The ratings are monitored daily by a University student who reviews the ratings and comments.
Such comments range from “Ralph Williams is my guilty pleasure-” to “I swear he is in the Mafia.”
A few professors at the University believe the site has a practical and positive purpose for students.
“I think it’s a lot of fun, actually,” nuclear engineering Prof. Alex Bielajew said. “Students can rate their professors anonymously. I think it’s pretty useful.”
He added that professors also can use the website to see what students think about them.
But not all students and professors agree that the site is helpful and reflects the truth about all professors.
LSA junior Rebecca Siegel wasn’t impressed with the site’s evaluations of her professors.
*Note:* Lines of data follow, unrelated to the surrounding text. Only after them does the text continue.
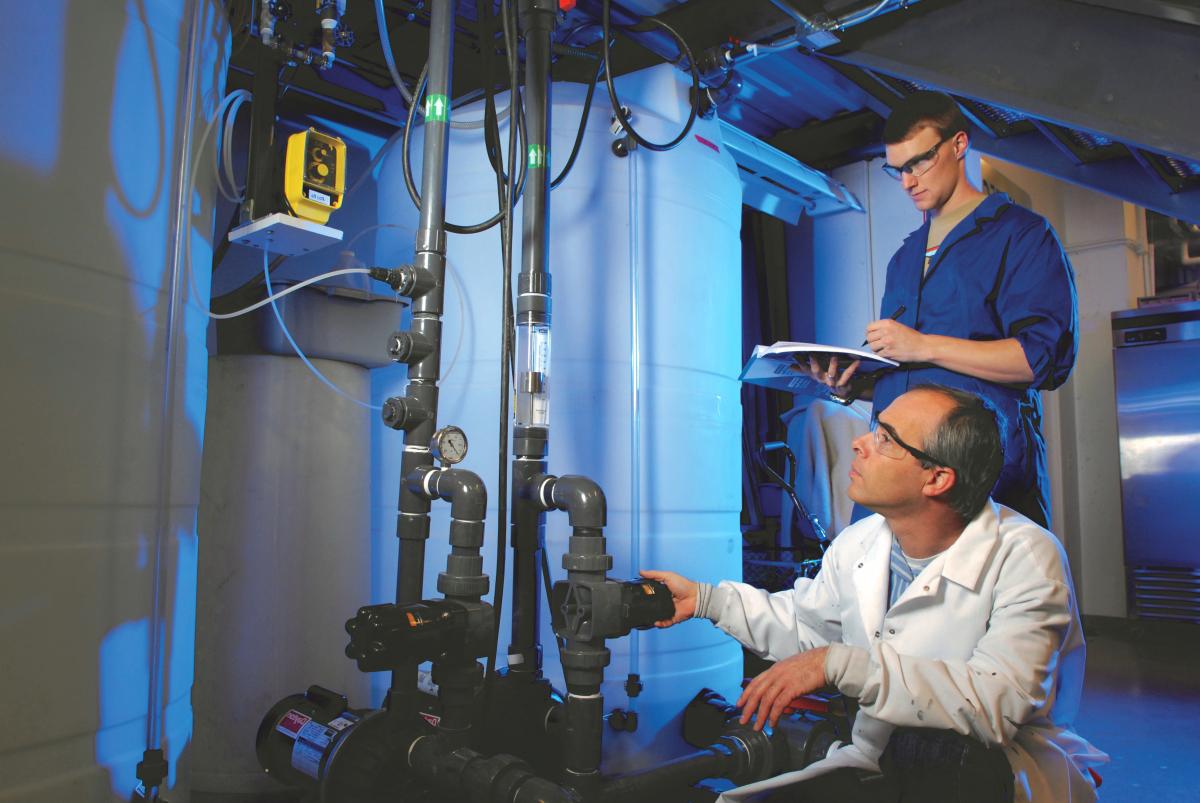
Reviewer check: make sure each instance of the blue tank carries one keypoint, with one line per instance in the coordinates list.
(660, 229)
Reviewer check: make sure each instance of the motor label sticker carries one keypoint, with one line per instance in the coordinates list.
(292, 723)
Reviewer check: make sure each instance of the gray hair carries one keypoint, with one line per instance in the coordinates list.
(969, 441)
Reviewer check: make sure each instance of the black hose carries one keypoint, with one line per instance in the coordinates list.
(684, 52)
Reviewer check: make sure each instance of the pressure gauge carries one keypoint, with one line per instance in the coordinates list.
(449, 445)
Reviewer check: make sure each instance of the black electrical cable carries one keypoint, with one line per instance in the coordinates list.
(814, 523)
(408, 167)
(684, 52)
(583, 125)
(507, 197)
(240, 295)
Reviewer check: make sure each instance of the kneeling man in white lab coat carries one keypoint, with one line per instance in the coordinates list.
(949, 617)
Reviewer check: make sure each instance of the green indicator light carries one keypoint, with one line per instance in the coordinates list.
(537, 157)
(437, 108)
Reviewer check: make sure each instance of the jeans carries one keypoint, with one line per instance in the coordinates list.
(918, 766)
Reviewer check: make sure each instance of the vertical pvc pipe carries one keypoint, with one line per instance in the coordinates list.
(180, 225)
(413, 521)
(635, 415)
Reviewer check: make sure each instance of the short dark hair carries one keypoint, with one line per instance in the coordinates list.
(969, 439)
(924, 108)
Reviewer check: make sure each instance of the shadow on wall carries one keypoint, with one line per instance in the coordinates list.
(90, 136)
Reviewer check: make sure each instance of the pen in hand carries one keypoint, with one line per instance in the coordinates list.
(900, 311)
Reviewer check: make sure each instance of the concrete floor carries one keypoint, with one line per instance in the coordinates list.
(1141, 706)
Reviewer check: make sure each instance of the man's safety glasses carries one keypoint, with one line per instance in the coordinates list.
(889, 444)
(918, 165)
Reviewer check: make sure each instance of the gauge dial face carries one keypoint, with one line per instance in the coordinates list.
(449, 444)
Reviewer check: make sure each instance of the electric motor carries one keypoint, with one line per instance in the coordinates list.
(348, 755)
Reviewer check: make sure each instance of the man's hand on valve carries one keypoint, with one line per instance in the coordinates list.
(683, 594)
(766, 696)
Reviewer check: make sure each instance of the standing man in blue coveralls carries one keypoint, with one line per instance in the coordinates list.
(979, 298)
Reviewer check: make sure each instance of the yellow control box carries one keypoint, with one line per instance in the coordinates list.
(313, 174)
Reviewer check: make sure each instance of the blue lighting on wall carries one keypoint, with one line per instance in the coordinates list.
(30, 127)
(141, 137)
(124, 681)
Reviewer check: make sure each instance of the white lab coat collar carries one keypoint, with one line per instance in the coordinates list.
(963, 563)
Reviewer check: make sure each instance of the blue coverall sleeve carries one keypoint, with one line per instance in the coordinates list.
(1037, 305)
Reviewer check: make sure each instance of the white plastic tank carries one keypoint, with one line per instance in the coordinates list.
(672, 220)
(89, 153)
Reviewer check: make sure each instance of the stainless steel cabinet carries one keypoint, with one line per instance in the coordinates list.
(1157, 364)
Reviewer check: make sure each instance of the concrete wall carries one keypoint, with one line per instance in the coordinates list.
(1105, 240)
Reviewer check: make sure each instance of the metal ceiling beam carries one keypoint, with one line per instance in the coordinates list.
(1125, 76)
(821, 144)
(1125, 179)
“I was actually kind of surprised with some of the responses, and I totally didn’t agree with them,” Siegel said.
LSA senior Steve Gozdzialski expressed similar concerns.
“It’s hard to determine the kind of person who took the class,” he said. “Some people who were complaining on there didn’t seem to have valid complaints. One professor of mine that was rated had a low rating, and I think he’s a good professor.”
Kenneth Balazovich, a professor of biochemistry, cell biology lab and immunology, said he believes the ratings may represent skewed perceptions of a professor.
“I have a very low opinion of it, and it’s not because of how I got rated on it,” said Balazovich, who got an overall rating of 1.9 on the site.
Balazovich went on to say students could write multiple “glowing evaluations or terrible evaluations” on a professor, creating an inaccurate rating.
He added that the course evaluations distributed by the University in every class at the end of the semester better represent students’ feelings about courses and professors. Since every student fills out these evaluations, he said, the results represent an average of all students’ opinions, whereas ratemyprofessors.com displays opinions slanted toward one way or the other.
These Course evaluations completed by students at the end of each semester are compiled by the Michigan Student Assembly and posted on its website Advice Online, where professors are rated based on the University’s course evaluations.
A few of the 18 categories include “overall this was an excellent course,” “overall the instructor was an excellent teacher” and “I learned a great deal in this course.”
Engineering sophomore Yuan Ma said both sites could be useful resources for students.
“I wouldn’t say one is better than the other,” Ma said. “The MSA version is more professional, whereas ratemyprofessors.com is a lot more general. I don’t think a lot of people know about the MSA version, though.”